PROJECT ABSTRACT
TLR4 is a member of the Toll-like receptor family, which act as sentinels for activation of the innate immune
response. TLR4 is typically stimulated by ligand binding of pathogenic or endogenous stimuli, leading to
activation of inflammatory transcription factors such as NF-¿B, AP-1 and IRF3. Dysregulation of inflammatory
responses is a hallmark of many cancers, including UV-induced non-melanoma skin cancer (NMSC). While
many studies focus upon the reaction of immune cells after UV stimulation of the skin, the keratinocytes that
give rise to NMSC also respond to this environmental stress by activating inflammatory genes and proteins.

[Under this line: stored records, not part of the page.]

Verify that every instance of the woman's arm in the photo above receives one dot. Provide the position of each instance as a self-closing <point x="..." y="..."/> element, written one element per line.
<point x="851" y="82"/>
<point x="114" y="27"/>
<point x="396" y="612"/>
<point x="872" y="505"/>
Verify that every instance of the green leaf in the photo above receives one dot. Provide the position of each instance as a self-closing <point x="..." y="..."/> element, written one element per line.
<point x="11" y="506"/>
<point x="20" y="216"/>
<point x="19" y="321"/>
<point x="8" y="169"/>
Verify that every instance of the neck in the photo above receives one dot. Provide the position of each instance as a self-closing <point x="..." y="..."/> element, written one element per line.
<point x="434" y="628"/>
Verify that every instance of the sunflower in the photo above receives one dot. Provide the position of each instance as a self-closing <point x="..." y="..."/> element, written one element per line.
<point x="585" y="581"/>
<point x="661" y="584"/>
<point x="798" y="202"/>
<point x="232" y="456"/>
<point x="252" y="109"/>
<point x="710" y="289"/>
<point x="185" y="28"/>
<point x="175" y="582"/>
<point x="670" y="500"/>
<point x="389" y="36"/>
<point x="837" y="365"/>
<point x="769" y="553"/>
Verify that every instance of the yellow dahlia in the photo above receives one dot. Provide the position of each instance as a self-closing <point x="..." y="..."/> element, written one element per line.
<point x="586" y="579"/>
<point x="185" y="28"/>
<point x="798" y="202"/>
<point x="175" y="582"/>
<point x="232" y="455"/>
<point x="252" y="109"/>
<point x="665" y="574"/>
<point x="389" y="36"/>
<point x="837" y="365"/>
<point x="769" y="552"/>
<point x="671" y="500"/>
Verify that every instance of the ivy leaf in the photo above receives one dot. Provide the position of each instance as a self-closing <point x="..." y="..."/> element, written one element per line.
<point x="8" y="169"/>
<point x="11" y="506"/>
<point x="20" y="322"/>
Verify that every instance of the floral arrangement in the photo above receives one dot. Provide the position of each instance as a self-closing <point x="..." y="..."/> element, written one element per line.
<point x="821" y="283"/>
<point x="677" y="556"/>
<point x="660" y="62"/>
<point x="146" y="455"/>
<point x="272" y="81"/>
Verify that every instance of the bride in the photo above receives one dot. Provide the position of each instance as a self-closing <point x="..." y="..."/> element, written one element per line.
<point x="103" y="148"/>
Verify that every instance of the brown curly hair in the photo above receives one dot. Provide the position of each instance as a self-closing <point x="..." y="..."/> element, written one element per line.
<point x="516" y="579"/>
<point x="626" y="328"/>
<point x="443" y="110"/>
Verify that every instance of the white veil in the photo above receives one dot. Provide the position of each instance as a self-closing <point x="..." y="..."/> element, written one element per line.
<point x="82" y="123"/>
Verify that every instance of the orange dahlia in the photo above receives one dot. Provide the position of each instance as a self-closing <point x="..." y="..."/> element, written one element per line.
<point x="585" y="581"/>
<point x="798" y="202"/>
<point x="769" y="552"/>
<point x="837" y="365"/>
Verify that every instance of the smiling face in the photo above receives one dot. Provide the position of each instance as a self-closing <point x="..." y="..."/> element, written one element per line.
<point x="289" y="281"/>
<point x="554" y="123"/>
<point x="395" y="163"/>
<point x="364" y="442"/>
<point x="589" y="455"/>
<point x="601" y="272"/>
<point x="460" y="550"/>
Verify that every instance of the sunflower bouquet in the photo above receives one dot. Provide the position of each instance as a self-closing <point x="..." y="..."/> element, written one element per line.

We have recently shown that TLR4 is overexpressed in human NMSC compared to normal skin, and
contributes to UV-induced inflammatory/stress responses in cultured keratinocytes. In addition, inhibition of
TLR4 using the specific pharmacological antagonist resatorvid (TAK-242) blocks UV-induced signaling in
keratinocytes and in mouse epidermis. Remarkably, long-term topical resatorvid application also significantly
inhibits UV-induced skin tumorigenesis in SKH-1 mice. Profiling of protein/phosphoprotein expression in
tumors from resatorvid treated mice compared to those from control mice have revealed some interesting
results. While we do see the expected inhibition of p38 MAPK and Akt phosphorylation in resatorvid-treated
tumors, phosphorylation of the TLR-regulated kinase IRAK4 is increased by resatorvid treatment. In addition,
chronic treatment with UV causes strong upregulation of TLR4 protein expression in mouse epidermis
compared to untreated skin, which is maintained in each of the skin tumor treatment groups. Our data
suggests that there are likely compensatory mechanisms activated in resatorvid-treated skin tumors that allow
for partial escape from the influence of this drug. This proposal aims to use our currently banked mouse skin
and tumor samples to generate whole transcriptome gene expression data for use in confirming the patterns of
TLR4-linked signaling inhibition that we have noted previously with resatorvid treatment, and in querying what
compensatory mechanisms might be in play. We also plan to utilize wildtype and TLR4 knockout mouse
embryonic fibroblasts (MEFs) to confirm the specificity of resatorvid as a TLR4 inhibitor. Little is known about
the regulation of TLR4 expression in the skin, especially in the context of UV exposure. We plan to use the
expression data and a systems biology approach to define which signaling pathways are significantly different
in the resatorvid treated tumors, chronically treated skins and MEFs compared to controls, in order to evaluate
targets for future combinatorial approaches for prevention and treatment of NMSC.